The list of Archerd's wives, relatives and acquaintances who have died after manifesting symptoms of insulin poisoning is indeed striking.

The first was William Jones Jr., 34, in 1947, who died the day after Archerd paid a visit to his hospital sickbed. The motive, if any, is unknown.

The second-and certainly the weirdest case-was that of bride No. 4, Zella, 48, who died in 1956. Two months after their marriage, Archerd told police in the Los Angeles suburb of Covina, two burglars entered their house. With guns in one hand, hypodermic needles in the other, said Archerd, they injected both himself and Zella with a drug, then made off with $500 in cash, overlooking jewelry and other valuables. Archerd was unaffected by the unsought medication, but his wife went from convulsions into a coma and died. If they found anything odd in such a story, Covina police found no cause for arrest. Kindly Uncle William.

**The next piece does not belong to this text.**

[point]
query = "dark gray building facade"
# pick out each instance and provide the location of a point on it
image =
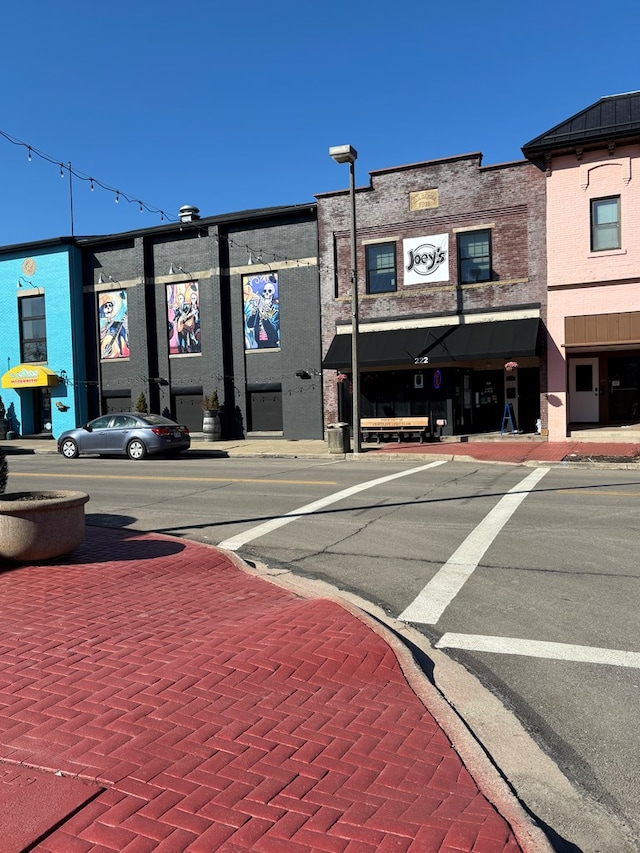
(227, 304)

The third unfortunate, in 1958, was Juanita Plum Archerd, wife No. 5. Two days after their marriage in Las Vegas, Juanita was taken to the hospital, suffering from what was described as an overdose of barbiturates. She died the next day of a condition that looked strangely like insulin poisoning. Frank Stewart, 54, was the fourth, in 1960.

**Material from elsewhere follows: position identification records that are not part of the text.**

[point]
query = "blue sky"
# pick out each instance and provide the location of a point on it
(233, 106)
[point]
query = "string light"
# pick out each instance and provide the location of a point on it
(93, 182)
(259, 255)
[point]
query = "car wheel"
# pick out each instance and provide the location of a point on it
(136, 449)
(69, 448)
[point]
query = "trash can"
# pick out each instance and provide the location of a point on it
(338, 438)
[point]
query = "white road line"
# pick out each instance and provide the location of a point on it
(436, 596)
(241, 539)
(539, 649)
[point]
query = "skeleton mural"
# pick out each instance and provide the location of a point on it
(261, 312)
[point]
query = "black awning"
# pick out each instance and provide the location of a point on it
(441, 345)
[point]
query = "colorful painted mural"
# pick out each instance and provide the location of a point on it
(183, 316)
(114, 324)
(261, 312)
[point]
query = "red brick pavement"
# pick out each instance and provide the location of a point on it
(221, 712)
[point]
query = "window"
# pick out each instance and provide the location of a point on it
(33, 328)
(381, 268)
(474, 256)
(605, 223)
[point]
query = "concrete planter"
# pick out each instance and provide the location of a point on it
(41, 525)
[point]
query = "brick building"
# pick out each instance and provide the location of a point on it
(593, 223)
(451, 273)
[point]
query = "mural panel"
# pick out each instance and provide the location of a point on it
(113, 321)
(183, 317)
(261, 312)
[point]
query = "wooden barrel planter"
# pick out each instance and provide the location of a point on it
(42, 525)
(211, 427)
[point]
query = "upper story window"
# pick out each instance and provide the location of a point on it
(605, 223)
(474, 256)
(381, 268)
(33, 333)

Taken to the hospital after apparently faking a fall in an airport rest room to collect on insurance, Stewart was visited by the ever-solicitous Archerd—and died after the usual convulsions that night. Archerd, recipient of the insurance, tried but failed to collect. At about this time, Archerd's brother Everett died at his job, and Archerd and his mother were entrusted with $5,000 for Everett's son, Burney, 15.

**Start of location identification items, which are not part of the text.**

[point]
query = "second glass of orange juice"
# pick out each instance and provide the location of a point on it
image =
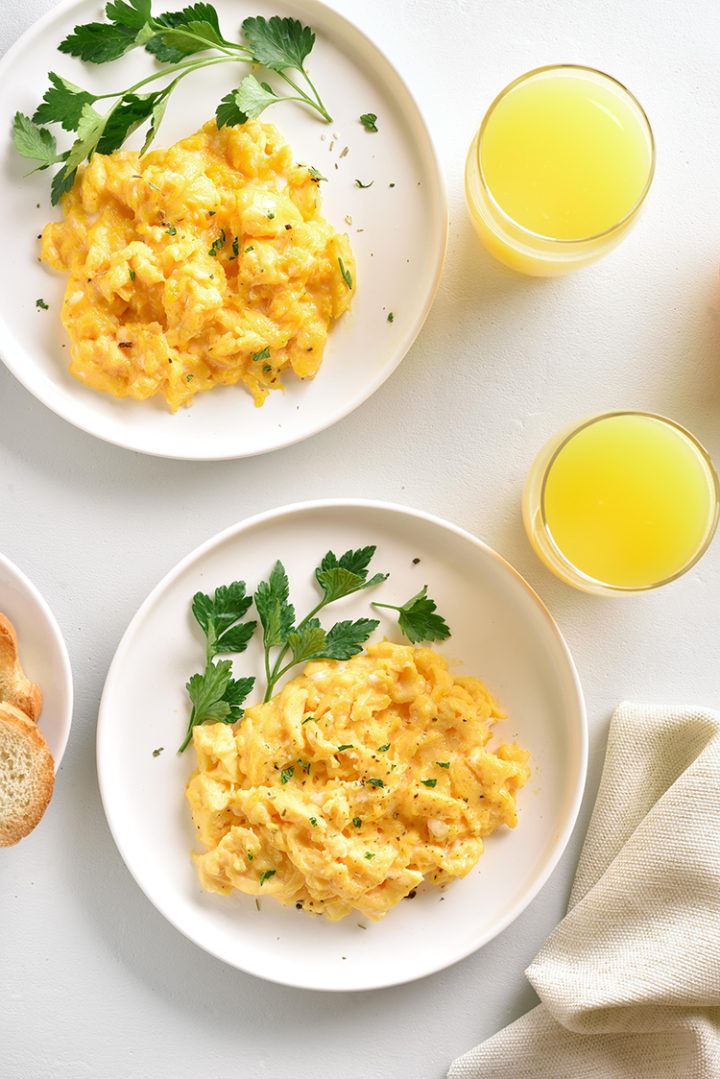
(559, 168)
(621, 503)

In August 1961, Burney was taken to the hospital, where he reported that he had been hit by a car, though an investigation showed no such accident had taken place. Burney nonetheless remained in the hospital, where he was visited by his kindly Uncle William. He died soon thereafter. Symptoms: those of insulin poisoning. Archerd's mother, co-trustee of the $5,000, herself died three weeks later of causes not disclosed by the investigation.

In April 1965, Archerd—calling himself James Lynn Arden—took Bride No. 7 (marriages Nos. 1, 2, 3, and 6 ended in divorce or annulment). His new wife was Mary Brinker Post, 59, a widow with grown children, a successful author of short stories and novels for the women's market (Annie Jordan, Prescription for Marriage), and a public relations woman.

Mary was admitted in a coma to Pomona Valley Community Hospital last November and died next day of hypoglycemia—shortage of blood sugar. Her death was one coincidence too many, and the Los Angeles County sheriff's department finally put eight detectives on the trail of Archerd, who had been convicted of peddling narcotics in the early '50s. More than 25 years ago, it turned out, he had worked as an orderly in the insulin-shock ward of a state mental hospital.

* If Archerd is convicted, he will be only the second known insulin murderer. The first, English Male Nurse Kenneth Barlow, was sentenced to life imprisonment in 1957 for the murder of his wife by insulin injection. A natural hormone, insulin helps to control the body's use of sugar for energy. Injected into diabetics, it lowers an abnormally high bloodsugar level. Too great a dosage, however, can bring the sugar content down to the danger point, bringing on convulsions, coma-and death.

 

 
 

SEX: M RACE: W TYPE: N   MOTIVE: PC

MO: "Bluebeard" slayer of wives/others, via insulin injections.

DISPOSITION: Condemned on three counts, 1968; commuted to life, 1972.